As with all content on Facebook, the more extreme the message, the farther it will travel. Facebook’s algorithms are designed to amplify items that generate strong emotions. Trump’s messages of nationalism, xenophobia and general resentment provoked his followers to share ads and campaign videos on their own timelines, creating momentum. Hillary Clinton’s plan for universal childcare was always unlikely to invoke such passion, so it sunk on Facebook. The platform is wonderful for motivation but terrible for deliberation.

After the 2016 election, criticism of Facebook came swiftly. Besides transmitting a flood of divisive and misleading propaganda, Facebook political ads offered no accountability. It was impossible for Facebook users to tell if an advertisement came from a political campaign or some individual or group acting independently, like hate groups or a foreign entity. Ads also disappeared almost instantly, never to be seen again or by anyone not in the targeted audience, so it was impossible for candidates to respond to attacks or for journalists to interrogate the ad’s factual claims.

Facebook has made some cosmetic changes for 2020. Now the platform requires all advertisers that invoke political themes to register and disclose their affiliations, lending a bit of transparency to a massive and confusing system. In 2016, Facebook stationed staff inside the Trump campaign, as it had with the campaign of Rodrigo Duterte in the Philippines earlier that year, to help the campaign target ads more effectively. Facebook has promised to stop that practice going forward.

But much has not changed, and some changes at Facebook might make American democracy worse.

In addition to encouraging users to spend more time in Groups, Zuckerberg would like users to make more use of group chats on his encrypted messaging service WhatsApp. As we saw in Brazil and India, this is an invitation to a more chaotic and unstable public sphere, one that amplifies extreme political messages yet removes much of the content even further from public scrutiny. Most significantly, however, the Facebook advertising system, which allows advertisers to target users extraordinarily precisely, is still massive and effective.

Much of this is just Facebook being Facebook. No company would willingly abandon or dismantle such a lucrative advertising system.

But there is one thing Facebook could do to limit its pernicious influence on democracy: restrict targeted advertising for political candidates.

Facebook could change its policies so that, for example, political candidates could limit the audiences of their ads to the geographic area of their constituency, but not target users in smaller segments by gender, income, education, interests, political ideology, race, or any other category.

Under such a system, the entire electorate would be able to see what a candidate has to say about the issues and the other candidates. Opponents and citizens could then respond. Candidates would have to construct messages with broad appeal.

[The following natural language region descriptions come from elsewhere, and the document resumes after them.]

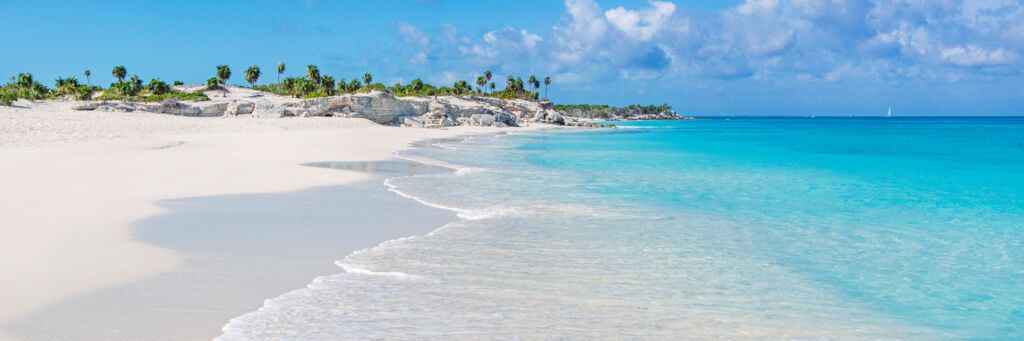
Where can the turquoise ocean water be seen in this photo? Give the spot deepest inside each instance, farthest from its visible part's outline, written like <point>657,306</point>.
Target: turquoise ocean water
<point>735,228</point>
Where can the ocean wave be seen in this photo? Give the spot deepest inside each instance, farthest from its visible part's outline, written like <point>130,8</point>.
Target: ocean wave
<point>467,214</point>
<point>459,169</point>
<point>356,269</point>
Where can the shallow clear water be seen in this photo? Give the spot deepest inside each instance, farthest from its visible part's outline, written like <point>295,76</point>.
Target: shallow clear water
<point>742,228</point>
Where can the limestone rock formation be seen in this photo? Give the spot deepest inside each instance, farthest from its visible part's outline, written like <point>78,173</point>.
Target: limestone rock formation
<point>381,108</point>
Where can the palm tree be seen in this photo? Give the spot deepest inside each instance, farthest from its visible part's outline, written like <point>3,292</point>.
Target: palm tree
<point>120,73</point>
<point>289,85</point>
<point>353,85</point>
<point>480,82</point>
<point>532,81</point>
<point>252,75</point>
<point>535,83</point>
<point>25,81</point>
<point>547,80</point>
<point>313,75</point>
<point>328,83</point>
<point>223,74</point>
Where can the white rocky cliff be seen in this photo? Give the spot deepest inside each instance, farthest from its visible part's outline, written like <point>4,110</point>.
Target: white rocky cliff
<point>378,107</point>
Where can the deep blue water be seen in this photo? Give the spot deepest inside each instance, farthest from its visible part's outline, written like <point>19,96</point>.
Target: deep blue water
<point>748,228</point>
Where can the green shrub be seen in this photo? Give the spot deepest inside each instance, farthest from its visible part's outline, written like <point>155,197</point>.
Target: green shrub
<point>177,94</point>
<point>315,94</point>
<point>85,92</point>
<point>128,88</point>
<point>212,84</point>
<point>157,86</point>
<point>7,97</point>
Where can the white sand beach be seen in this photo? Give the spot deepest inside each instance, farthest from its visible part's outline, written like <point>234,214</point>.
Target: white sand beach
<point>75,182</point>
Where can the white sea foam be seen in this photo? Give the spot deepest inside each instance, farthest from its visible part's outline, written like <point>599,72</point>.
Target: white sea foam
<point>491,212</point>
<point>356,269</point>
<point>459,169</point>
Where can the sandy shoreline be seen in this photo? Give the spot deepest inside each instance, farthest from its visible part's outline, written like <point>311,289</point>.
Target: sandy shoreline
<point>76,181</point>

Campaigns would have to treat the electorate as an electorate, not as a collection of distinct interests to be manipulated, misled, or pandered to.

Of course, Facebook will probably never do this voluntarily – so the US Congress must. Disclosure is not enough. This would not limit free expression or even total spending. This would merely ensure that ads are more visible and scrutable so that candidates may be held accountable. In fact, far from promoting free political expression, targeted ads constrain the speech of citizens, interest groups, journalists, and opposition candidates by preventing them from being able to respond to claims and accusations.

A healthy democracy is not just one in which nationalist demagogues like Trump lose. A healthy democracy is one in which citizens have access to the best information about candidates and issues; candidates face scrutiny; and the losing side retains trust in the fairness of the system and the expression of the will of the electorate.

It’s unlikely the United States will be such a healthy democracy in 2020. But if the world’s richest, most powerful, and oldest continuous democracy does not take serious steps very soon, it will be no kind of democracy at all.